19 Agustus 2009

Workshop Penyelenggaraan Perlindungan Konsumen Terhadap Pengguna LPG


DPC. Hiswana Migas Kota Depok dan Dinas Perindag Kota Depok mengikuti Workshop Penyelenggaraan Perlindungan Konsumen Terhadap Pengguna LPG dan Perlengkapannya tanggal 19 Agustus 2009 di Ruang Auditorium Departemen Perdagangan Jakarta.

Acara ini diikuti oleh Departemen ESDM, Dinas Perindag Propinsi DKI Jakarta, Dinas Perindag Propinsi Jawa Barat dan Dinas Perindag Propinsi Banten, Asosiasi Perlindungan Konsumen, YLKI, Krakatau Steel, Akademisi Fakultas Hukum, Gas Domestik Region II PT. Pertamina (Persero), Hiswana Migas dan POLRI.

Workshop tersebut membahas tentang:

1. Kebijakan Undang – Undang Perlindungan Konsumen yang terkait dengan LPG yang dipaparkankan oleh Direktur Perlindungan Konsumen Departemen Perdagangan Republik Indonesia.
2. Kebijakan Pengawasan terhadap LPG, Tabung LPG, Katup Tabung LPG, Regulator, Selang Karet yang beredar di Pasaran.yang dipaparkan oleh Direktorat Perlindungan Konsumen Departemen Perdagangan.
3. Tanggung Jawab Departemen ESDM sebagai Regulator dalam melindungi Konsumen terutama masyarakat pengguna LPG dan Perlengkapannya yang dipaparkan oleh Departemen ESDM.
4. Tanggung Jawab Pelaku Usaha LPG Dan Perlengkapannya Dalam Mewujudkan Perlindungan Konsumen yang dipaparkan oleh Ketua Umum DPP Hiswana Migas.
5. Keamanan Tabung LPG bersubsidi yang dipaparkankan oleh YLKI.
6. Tindakan Hukum terhadap pelaku Pelanggaran Ketentuan Produksi, Standardisasi dan Perdagangan LPG dalam Tabung yang dipaparkan dari Bareskrim POLRI.

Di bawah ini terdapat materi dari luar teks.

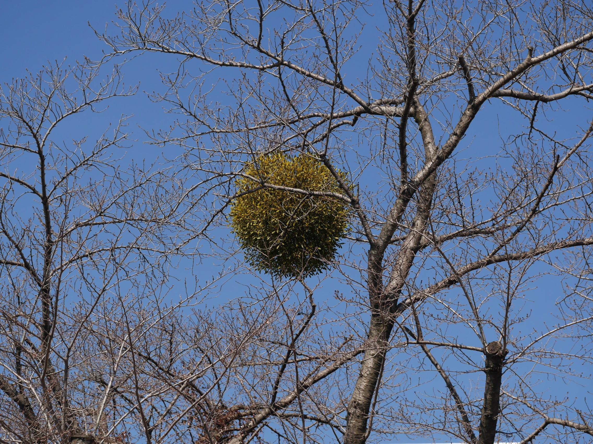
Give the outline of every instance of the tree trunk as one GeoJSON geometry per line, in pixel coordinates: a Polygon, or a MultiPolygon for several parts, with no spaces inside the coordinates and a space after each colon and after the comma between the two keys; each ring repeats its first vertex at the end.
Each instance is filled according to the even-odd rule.
{"type": "Polygon", "coordinates": [[[486,346],[484,352],[486,387],[484,388],[484,404],[480,418],[478,444],[494,444],[498,414],[500,412],[503,362],[508,352],[500,342],[495,341],[486,346]]]}
{"type": "Polygon", "coordinates": [[[371,318],[368,340],[370,346],[365,352],[361,373],[348,404],[344,444],[362,444],[366,440],[371,404],[393,328],[393,323],[386,321],[382,316],[374,316],[371,318]]]}

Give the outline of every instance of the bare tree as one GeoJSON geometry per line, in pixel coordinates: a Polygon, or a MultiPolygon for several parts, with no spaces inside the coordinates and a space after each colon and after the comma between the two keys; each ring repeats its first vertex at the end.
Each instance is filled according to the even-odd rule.
{"type": "MultiPolygon", "coordinates": [[[[216,363],[209,408],[219,411],[199,420],[199,439],[593,435],[593,10],[563,0],[393,0],[371,9],[384,27],[361,31],[370,8],[221,0],[168,19],[161,7],[129,2],[119,33],[101,35],[110,56],[180,57],[153,98],[182,117],[152,137],[186,149],[184,165],[211,197],[194,209],[211,215],[205,233],[222,220],[246,165],[267,153],[304,153],[358,185],[333,195],[355,217],[349,247],[322,281],[349,295],[321,304],[311,279],[264,279],[219,310],[216,344],[259,330],[232,362],[195,352],[216,363]],[[380,36],[370,59],[358,52],[361,32],[380,36]],[[361,65],[368,75],[356,80],[361,65]],[[213,76],[228,88],[205,87],[213,76]],[[228,102],[212,97],[220,89],[228,102]],[[496,152],[484,128],[497,115],[496,152]],[[565,294],[543,307],[532,287],[546,276],[565,294]],[[544,378],[581,388],[568,385],[562,398],[544,378]]],[[[199,416],[190,411],[180,417],[199,416]]],[[[192,427],[178,439],[193,439],[192,427]]]]}
{"type": "Polygon", "coordinates": [[[63,141],[65,122],[135,93],[104,69],[49,65],[0,94],[2,442],[151,442],[188,406],[209,420],[196,379],[248,338],[214,345],[211,318],[188,323],[212,282],[173,289],[174,258],[196,258],[193,195],[175,169],[123,163],[125,118],[94,144],[63,141]],[[196,358],[208,347],[215,361],[196,358]]]}

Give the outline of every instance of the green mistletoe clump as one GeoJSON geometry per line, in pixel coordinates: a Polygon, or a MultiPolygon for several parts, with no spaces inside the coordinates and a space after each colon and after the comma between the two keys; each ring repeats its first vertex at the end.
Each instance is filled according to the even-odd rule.
{"type": "MultiPolygon", "coordinates": [[[[264,156],[244,172],[273,185],[343,194],[329,169],[304,155],[264,156]]],[[[231,226],[253,267],[279,277],[311,276],[329,267],[349,229],[346,202],[330,195],[262,188],[247,177],[235,185],[240,196],[232,203],[231,226]]]]}

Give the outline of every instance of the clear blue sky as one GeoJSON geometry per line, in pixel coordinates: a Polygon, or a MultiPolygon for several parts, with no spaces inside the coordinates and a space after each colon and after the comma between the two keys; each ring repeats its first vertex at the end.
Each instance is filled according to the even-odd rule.
{"type": "MultiPolygon", "coordinates": [[[[185,0],[174,0],[168,2],[168,9],[176,10],[187,4],[185,0]]],[[[85,55],[92,59],[100,57],[104,45],[97,38],[88,22],[98,30],[102,30],[105,24],[114,18],[116,5],[112,1],[81,0],[1,0],[0,1],[0,27],[2,44],[0,45],[0,82],[10,82],[11,79],[22,77],[26,70],[35,72],[48,61],[61,61],[65,57],[74,62],[85,55]]],[[[371,28],[372,29],[372,28],[371,28]]],[[[68,62],[67,62],[68,63],[68,62]]],[[[120,114],[134,114],[130,129],[134,131],[139,141],[144,133],[137,128],[162,128],[168,124],[170,117],[165,114],[158,104],[151,104],[142,92],[158,89],[160,82],[157,69],[167,71],[174,69],[175,60],[172,58],[148,55],[141,57],[125,68],[125,78],[130,83],[140,82],[141,92],[134,98],[112,102],[111,108],[98,120],[93,117],[79,121],[78,126],[66,128],[78,135],[85,133],[94,134],[104,130],[109,121],[116,120],[120,114]]],[[[498,140],[499,125],[505,125],[496,114],[496,107],[484,112],[474,125],[476,133],[485,132],[490,137],[484,137],[482,140],[490,140],[490,146],[495,149],[498,140]]],[[[557,119],[569,118],[569,113],[560,112],[557,119]]],[[[65,139],[71,139],[65,133],[65,139]]],[[[136,159],[150,161],[159,155],[159,149],[138,143],[130,149],[130,155],[136,159]]],[[[213,268],[209,269],[213,271],[213,268]]],[[[554,282],[542,288],[542,294],[549,301],[558,295],[553,291],[554,282]]],[[[557,285],[557,282],[555,283],[557,285]]],[[[544,282],[540,285],[543,286],[544,282]]],[[[240,290],[241,291],[244,289],[240,290]]],[[[542,307],[541,304],[539,307],[542,307]]],[[[534,307],[536,310],[538,307],[534,307]]],[[[560,392],[562,392],[560,390],[560,392]]]]}

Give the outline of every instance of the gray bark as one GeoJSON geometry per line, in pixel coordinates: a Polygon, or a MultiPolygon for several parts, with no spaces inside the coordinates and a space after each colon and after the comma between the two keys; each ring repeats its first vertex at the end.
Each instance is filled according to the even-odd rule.
{"type": "Polygon", "coordinates": [[[484,404],[480,418],[478,444],[494,444],[498,415],[500,412],[500,384],[506,349],[500,343],[490,342],[484,350],[486,355],[486,385],[484,404]]]}

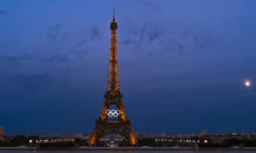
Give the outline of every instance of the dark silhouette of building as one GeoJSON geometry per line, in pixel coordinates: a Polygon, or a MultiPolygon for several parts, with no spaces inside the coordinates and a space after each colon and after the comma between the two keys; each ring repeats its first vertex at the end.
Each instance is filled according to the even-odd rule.
{"type": "Polygon", "coordinates": [[[123,105],[123,95],[120,92],[118,79],[117,61],[116,29],[117,22],[115,20],[115,10],[113,20],[110,24],[111,30],[111,50],[109,55],[107,91],[104,95],[104,103],[99,120],[88,143],[90,146],[95,146],[98,140],[109,133],[117,133],[124,136],[130,146],[135,146],[137,140],[127,119],[123,105]],[[116,110],[109,110],[111,106],[116,110]],[[115,117],[114,119],[110,119],[115,117]]]}

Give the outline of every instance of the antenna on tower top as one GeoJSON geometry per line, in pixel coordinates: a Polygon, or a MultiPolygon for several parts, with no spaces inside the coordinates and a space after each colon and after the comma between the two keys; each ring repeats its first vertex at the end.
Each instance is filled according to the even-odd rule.
{"type": "Polygon", "coordinates": [[[115,20],[115,6],[113,8],[113,20],[115,20]]]}

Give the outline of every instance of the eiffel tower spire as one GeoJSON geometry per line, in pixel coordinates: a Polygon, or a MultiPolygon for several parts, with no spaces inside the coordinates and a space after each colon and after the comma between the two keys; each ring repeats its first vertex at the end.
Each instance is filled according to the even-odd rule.
{"type": "Polygon", "coordinates": [[[113,10],[113,20],[110,24],[111,30],[109,62],[108,68],[107,91],[120,91],[119,76],[117,61],[116,29],[117,22],[115,20],[115,9],[113,10]]]}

Adapun Hasil Rumusan Workshop antara lain:

1. Perlunya meningkatkan Pengawasan terhadap peredaran tabung LPG yang masih tidak berlebel, baik oleh Departemen ESDM maupun Direktorat Pengawasan Barang Beredar dan Jasa Departemen Perdagangan.
2. Perlunya tindakan Hukum yang tegas bagi pelaku usaha yang melanggar ketentuan, seperti mengalihkan isi tabung LPG 3 Kg ke tabung LPG 12 Kg atau kegiatan lainnya yang melanggar ketentuan (dengan Pasal 10a dan e UUPK).
3. Barang – barang (tabung LPG dan kelengkapannya) yang belum dilakukan pengujian atau penelitian sesuai dengan ketentuan SNI agar dilarang beredar di Pasaran.
4. Perlu penetapan Harga Eceran Tertinggi (HET) LPG Khusus 3 Kg harus diperjelas (seperti Minyak Tanah Bersubsidi).

Acara Workshop ditutup pukul 16.00 Wib oleh Direktur Perlindungan Konsumen Radu M. Sembiring. (Athar Sekretaris DPC. Hiswana Migas Depok).